I think it can. One of the things with patents was, when you were in an area that was less well-characterized — the more wicked domains where you weren’t sure where the next breakthrough would come from — then having a generalist on a team massively improved chances of a team making a breakthrough. And in comic book teams, it was good to have a team of individual specialists together with different experiences, but it was even better to have individuals who themselves had these very broad experiences. I think this stuff functions on both levels. If I look at the totality of the data, I don’t think breadth and depth are in zero-sum competition. I think breadth is the ally of depth, and that if you can have some of these integrators on teams of specialists, they really become more than the sum of their parts.

One of the major challenges in our industry is fostering collaboration between the disciplines of sales, marketing, and revenue optimization. Could being aware of the generalist mindset help?
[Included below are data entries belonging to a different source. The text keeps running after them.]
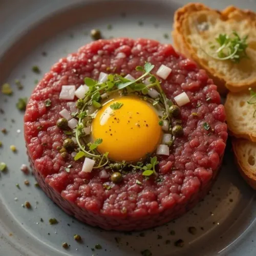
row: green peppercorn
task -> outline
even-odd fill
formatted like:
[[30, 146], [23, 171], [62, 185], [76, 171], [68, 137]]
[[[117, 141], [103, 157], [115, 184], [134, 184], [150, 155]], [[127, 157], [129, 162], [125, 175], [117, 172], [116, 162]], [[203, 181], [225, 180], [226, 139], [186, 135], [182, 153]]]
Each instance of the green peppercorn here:
[[60, 156], [61, 156], [61, 157], [62, 158], [67, 158], [68, 157], [68, 153], [67, 152], [62, 152]]
[[180, 109], [177, 105], [173, 105], [169, 108], [169, 112], [173, 117], [176, 117], [180, 115]]
[[77, 108], [79, 110], [81, 110], [84, 104], [84, 102], [83, 101], [83, 100], [82, 99], [79, 99], [76, 102], [76, 108]]
[[75, 146], [75, 143], [71, 139], [66, 139], [63, 142], [63, 146], [68, 151], [74, 150]]
[[68, 120], [66, 118], [59, 118], [57, 121], [56, 125], [60, 129], [67, 130], [68, 126]]
[[181, 125], [175, 125], [172, 129], [173, 135], [176, 137], [180, 137], [183, 135], [184, 132], [182, 126]]
[[63, 153], [64, 152], [67, 152], [67, 150], [65, 147], [60, 147], [59, 150], [60, 153]]
[[92, 29], [91, 30], [91, 37], [94, 40], [98, 40], [101, 38], [101, 33], [98, 29]]
[[111, 175], [111, 180], [114, 183], [119, 183], [122, 181], [122, 180], [123, 180], [123, 176], [120, 173], [118, 172], [114, 173]]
If I had my ideal, they would actually be switching those job functions sometimes, so that people can actually work in the other roles. Silos and disciplines are a necessary evil of making the world comprehensible, but the world is not broken into disciplines and silos in that way. At some point, you have to put the world back together again, and I think we should be pointed toward doing that. I’ve had an inside view of this. In my own career, I was living in a tent in the Arctic when I decided to become a writer, and my very ordinary science skills when put it in the context of a sports magazine suddenly became extraordinary. And I feel like if people were moving across those domains, they would have these sorts of intellectual arbitrage opportunities where they take strategies that were working in one area that are common and then bring them to the other area where they’re less common and cause a big boost. But the people have to be moving in order for that to happen.